In questa tensione per abbandonare un passato tanto sconvolgente senza volerlo nascondere o rimuovere la Colombia odierna si gioca tutto. Una tensione che si manifesta nelle forze di sicurezza armate che pattugliano, con grossi cani rottweiler, il quartiere dell’Università delle Ande, tra le più prestigiose del Sudamerica, dove si forma la classe dirigente del paese. Ricchi studenti la cui sicurezza deve essere garantita mentre, per giungere in aula, attraversano piazzali e parchi abitati dall’altra parte del paese, senzatetto tossicodipendenti: la cocaina rimane a buon mercato perché abbondante.
Mentre il cielo di Bogotà rimane sempre plumbeo per tutta la primavera, pronto a far scendere pioggia in ogni momento, il contrasto con il colore dei graffiti e murales che adornano i muri della città non potrebbe essere più stridente. Sono murales che meritano una visita dedicata, e la crescente industria del turismo cittadino ha imbastito vari tour per ammirarli. Un tema ricorrente: il colore, la vitalità, la fantasia, un ‘realismo magico’ nelle rappresentazioni di esseri umani che diventano animali, o piante, o creature immaginarie – chiunque abbia letto un romanzo di Gabriel Garcia Marquez, il padre della patria letterario, la cui effige compare sui pesos colombiani, vi si ritroverà immediatamente.

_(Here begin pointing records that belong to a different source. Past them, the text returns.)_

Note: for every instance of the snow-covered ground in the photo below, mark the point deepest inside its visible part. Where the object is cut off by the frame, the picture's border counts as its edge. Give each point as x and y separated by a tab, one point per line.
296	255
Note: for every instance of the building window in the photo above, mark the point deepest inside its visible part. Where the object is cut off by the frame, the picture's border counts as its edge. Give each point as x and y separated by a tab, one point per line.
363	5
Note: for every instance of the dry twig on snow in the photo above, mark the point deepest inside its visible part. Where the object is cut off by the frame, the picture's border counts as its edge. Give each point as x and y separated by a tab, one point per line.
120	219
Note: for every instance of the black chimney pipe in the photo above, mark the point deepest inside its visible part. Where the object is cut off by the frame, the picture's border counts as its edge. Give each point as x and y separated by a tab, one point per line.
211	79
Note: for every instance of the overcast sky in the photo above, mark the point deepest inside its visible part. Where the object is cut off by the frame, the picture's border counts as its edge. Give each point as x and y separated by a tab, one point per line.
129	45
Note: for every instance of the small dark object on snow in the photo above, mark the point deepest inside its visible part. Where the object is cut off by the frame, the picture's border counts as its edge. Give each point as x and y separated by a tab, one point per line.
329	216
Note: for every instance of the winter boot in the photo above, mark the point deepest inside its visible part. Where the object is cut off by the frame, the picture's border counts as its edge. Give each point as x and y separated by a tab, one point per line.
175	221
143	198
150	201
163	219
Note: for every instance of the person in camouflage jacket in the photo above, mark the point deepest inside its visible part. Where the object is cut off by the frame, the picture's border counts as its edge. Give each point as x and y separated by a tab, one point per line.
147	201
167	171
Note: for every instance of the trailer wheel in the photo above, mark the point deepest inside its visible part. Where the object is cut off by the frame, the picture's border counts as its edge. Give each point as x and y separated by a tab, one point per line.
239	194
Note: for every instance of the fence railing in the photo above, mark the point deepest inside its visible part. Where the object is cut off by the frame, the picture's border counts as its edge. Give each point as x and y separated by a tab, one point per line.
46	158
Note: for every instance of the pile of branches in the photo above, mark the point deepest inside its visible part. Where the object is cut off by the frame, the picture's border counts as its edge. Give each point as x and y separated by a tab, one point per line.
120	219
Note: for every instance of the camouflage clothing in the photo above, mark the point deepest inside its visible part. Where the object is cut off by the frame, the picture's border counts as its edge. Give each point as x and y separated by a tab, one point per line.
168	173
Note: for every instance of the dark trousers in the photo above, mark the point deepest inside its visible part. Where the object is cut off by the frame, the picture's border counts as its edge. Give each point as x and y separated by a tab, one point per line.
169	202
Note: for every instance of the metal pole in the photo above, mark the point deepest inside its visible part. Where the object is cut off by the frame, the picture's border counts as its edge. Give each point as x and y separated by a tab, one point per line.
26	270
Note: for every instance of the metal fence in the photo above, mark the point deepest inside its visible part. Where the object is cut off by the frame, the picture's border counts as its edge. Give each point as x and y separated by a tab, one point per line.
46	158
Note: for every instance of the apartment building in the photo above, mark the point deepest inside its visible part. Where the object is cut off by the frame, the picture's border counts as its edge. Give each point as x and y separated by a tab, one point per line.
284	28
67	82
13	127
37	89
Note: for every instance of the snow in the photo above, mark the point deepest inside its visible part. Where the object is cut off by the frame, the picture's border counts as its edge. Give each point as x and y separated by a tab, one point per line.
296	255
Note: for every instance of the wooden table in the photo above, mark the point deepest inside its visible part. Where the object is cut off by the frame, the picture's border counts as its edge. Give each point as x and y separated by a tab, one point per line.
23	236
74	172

Un altro tema: la lotta contro il potere costituito, una sorta di ‘resistenza’ permanente, richiami al ‘popolo’ come forza primigenia del paese, ai diseredati di varia natura come latori di una Colombia diversa. Alle celebrazioni del Primo Maggio – rumorose, ballate, colorate, tambureggiate lungo tutta la Carrera Septima – quest’anima che in Italia potremmo definire antagonista si manifestava in organizzazioni sindacali, ONG contro la brutalità della polizia, centri per la gioventù, e poi ancora rappresentanze dei gruppi nativi indios, circoli di campesinos, comunità LGBTQ. Infine, attacchi all’America di Trump e moltissime bandiere palestinesi: in Colombia, come in buona parte del resto del cosiddetto Sud Globale, il riferimento a tutti immediatamente accessibile per comunicare un rifiuto di un sistema percepito come iniquo.
È di qualche settimana fa il tentato omicidio di Miguel Uribe Turbay, senatore e candidato alla presidenza nelle prossime elezioni. Il brivido che ha percorso il paese è più che comprensibile data la sua storia. La violenza politica ne è parte come e più che in altri contesti. L’energia, chiara e visibile, di un paese come la Colombia si articola sempre come una tensione, forse irrisolta, ma proprio per questa anche propositiva.